Copyright 2014, Amelia Garripoli
I don't know where my mother and little brother were that evening. He took the small, copper-bottomed saucepan from the cupboard, the pan that clanged so clearly when I whacked it with a wooden spoon. My sister and I sat at the kitchen table ... the round one he made in the garage. It was covered with a green fleur-de-lis embossed plastic, top and sides. I loved that pattern, but then I've always loved the repetition of patterns.
He had the egg carton and the milk carton out by the stove, and had already opened a can of beans -- Heinz Vegetarian -- and poured it into the second-best saucepan to heat on the stovetop.
I was too small to know he'd turned the stovetop ring on, it must have been electric, and medium, because there was no tell-tale gas flame or reddening of the ring. Not a modern glass-top, those weren't available at middle-class appliance outlets like Sears in those days. No Wal-Mart either, I got my toys at Woolworths.

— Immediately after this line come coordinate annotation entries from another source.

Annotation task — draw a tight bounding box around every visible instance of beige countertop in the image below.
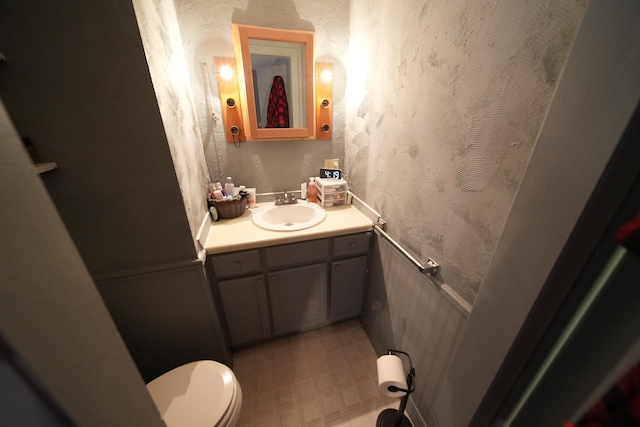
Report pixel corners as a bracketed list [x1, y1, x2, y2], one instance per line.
[204, 204, 373, 255]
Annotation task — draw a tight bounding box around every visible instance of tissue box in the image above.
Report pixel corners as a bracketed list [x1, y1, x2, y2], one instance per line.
[316, 178, 349, 208]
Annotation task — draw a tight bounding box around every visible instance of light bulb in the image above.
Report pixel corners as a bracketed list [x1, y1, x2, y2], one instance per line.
[320, 70, 333, 83]
[218, 65, 233, 80]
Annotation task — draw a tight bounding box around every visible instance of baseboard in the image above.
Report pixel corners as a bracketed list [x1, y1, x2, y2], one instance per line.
[405, 396, 432, 427]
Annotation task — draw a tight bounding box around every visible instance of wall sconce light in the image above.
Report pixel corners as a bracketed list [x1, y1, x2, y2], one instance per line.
[316, 63, 333, 139]
[215, 58, 246, 143]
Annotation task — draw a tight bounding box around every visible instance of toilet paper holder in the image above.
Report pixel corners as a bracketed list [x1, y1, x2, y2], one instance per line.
[376, 348, 416, 427]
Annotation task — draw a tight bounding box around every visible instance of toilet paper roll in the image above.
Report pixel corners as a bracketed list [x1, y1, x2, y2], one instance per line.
[377, 354, 407, 397]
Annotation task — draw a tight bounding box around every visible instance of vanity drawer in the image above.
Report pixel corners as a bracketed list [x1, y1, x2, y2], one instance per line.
[265, 239, 329, 268]
[333, 233, 371, 257]
[211, 250, 262, 279]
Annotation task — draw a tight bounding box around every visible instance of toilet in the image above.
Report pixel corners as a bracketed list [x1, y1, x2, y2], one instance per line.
[147, 360, 242, 427]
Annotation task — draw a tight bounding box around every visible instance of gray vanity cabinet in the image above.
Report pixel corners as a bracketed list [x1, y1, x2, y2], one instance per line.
[330, 256, 367, 322]
[329, 233, 371, 322]
[210, 250, 271, 345]
[207, 232, 371, 347]
[218, 274, 271, 345]
[269, 263, 327, 335]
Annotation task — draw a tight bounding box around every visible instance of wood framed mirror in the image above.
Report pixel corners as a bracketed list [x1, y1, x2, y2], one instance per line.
[232, 24, 315, 141]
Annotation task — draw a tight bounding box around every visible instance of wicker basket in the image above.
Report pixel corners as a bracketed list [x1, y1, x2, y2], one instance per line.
[213, 196, 247, 219]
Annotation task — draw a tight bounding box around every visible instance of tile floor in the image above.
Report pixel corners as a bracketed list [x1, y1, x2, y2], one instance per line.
[233, 320, 399, 427]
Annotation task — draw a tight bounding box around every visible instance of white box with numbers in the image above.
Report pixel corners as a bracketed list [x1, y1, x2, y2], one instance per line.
[316, 178, 349, 208]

But when he put the slab of butter in the pan, it sizzled. Didn't brown or burn -- just melted fairly quickly. In quick succession he would break four eggs, cracking them sharply on the edge of the saucepan, opening them with his hands, dropping the liquid of the egg into the pan. Again, moving quickly, he poured a decent glug of milk into the eggs, a fifth egg's worth, perhaps a little less.
Timing was critical. Of course I wasn't to realize that until I started making the scrambled eggs myself, almost a decade later. As soon as eggs and milk were in, he had his dinner fork -- their size, the big ones, not our size, the little kids' forks -- whisking away in that copper-bottomed saucepan.

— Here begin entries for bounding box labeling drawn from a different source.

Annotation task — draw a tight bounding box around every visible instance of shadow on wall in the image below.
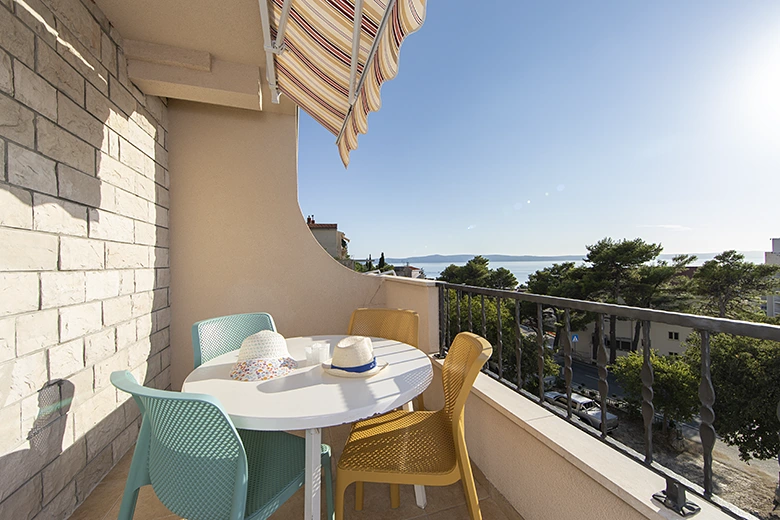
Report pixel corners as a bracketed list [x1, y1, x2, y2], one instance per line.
[0, 0, 170, 518]
[0, 380, 141, 518]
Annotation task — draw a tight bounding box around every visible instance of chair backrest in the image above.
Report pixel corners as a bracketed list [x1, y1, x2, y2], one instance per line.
[192, 312, 276, 368]
[111, 370, 248, 520]
[442, 332, 493, 428]
[347, 309, 420, 347]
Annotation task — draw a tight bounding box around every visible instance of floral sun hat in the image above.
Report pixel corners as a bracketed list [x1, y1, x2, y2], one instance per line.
[230, 330, 298, 381]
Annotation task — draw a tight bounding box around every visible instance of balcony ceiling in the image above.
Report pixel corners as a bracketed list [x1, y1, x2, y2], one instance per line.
[96, 0, 265, 66]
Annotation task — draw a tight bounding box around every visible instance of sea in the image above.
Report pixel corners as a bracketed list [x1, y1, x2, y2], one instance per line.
[408, 251, 764, 284]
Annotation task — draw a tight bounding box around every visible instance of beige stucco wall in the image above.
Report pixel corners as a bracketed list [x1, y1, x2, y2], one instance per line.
[168, 100, 430, 388]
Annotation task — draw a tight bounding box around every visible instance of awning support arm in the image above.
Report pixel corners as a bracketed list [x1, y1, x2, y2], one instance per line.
[336, 0, 396, 144]
[258, 0, 292, 104]
[349, 0, 363, 105]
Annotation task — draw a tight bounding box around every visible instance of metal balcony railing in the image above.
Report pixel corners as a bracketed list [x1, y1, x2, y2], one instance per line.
[437, 282, 780, 516]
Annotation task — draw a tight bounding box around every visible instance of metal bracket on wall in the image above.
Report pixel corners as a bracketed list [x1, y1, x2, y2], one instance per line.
[653, 477, 701, 517]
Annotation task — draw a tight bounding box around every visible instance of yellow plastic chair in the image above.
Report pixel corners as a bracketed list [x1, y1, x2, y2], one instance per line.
[336, 332, 493, 520]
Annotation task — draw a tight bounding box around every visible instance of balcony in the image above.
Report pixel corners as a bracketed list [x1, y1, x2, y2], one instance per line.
[0, 0, 777, 520]
[71, 426, 522, 520]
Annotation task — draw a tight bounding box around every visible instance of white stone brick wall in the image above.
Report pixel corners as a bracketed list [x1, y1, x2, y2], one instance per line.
[0, 0, 171, 520]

The eggs and milk went quickly from clear, white, and yellow to a soft yellow melange; some of the egg whites had already fried in the initial dumping, like the tweediness of my favorite cardigan.
Once they were mixed, he had a moment and some attention to spare -- so as he gave the baked beans a quick stir, he had me set the table ... knife on the right, plate, fork on the left, cloth napkin rolled up in each person's dinner ring. My sister's was a crisp oval with roman tiers on the edges. My own -- floral patterned, chubby round ring. My father's had crenellations befitting his position. He was our ruler -- we understood that before we could talk, there wasn't a day until I was 18 that I even questioned that. Each one had our name embossed on it.
My sister was helping too, she had toast duty -- put two slices in, press the lever, and watch. But before even the first ones popped my father was back to whisking his eggs. He would scrape up the solid scramble from the bottom of the pan, and if I had been fast setting the table, I could watch as the cleared bottom of the pan would re-fill with uncooked egg-milk mixture and quickly get scraped up itself to make more cooked scramble in the pan. Scrape, flow, scrape, flow ... until there was nothing left to flow. He would stop with the scrambled eggs still looking wet -- not a fan of dried scrambled eggs, my dad.
We would each bring our plate to the stovetop; on it, he would place a piece of toast, pour the warmed baked beans over half and put scrambled eggs on the other half. On his own plate would be two pieces of toast -- one for the beans, one for the scrambled eggs.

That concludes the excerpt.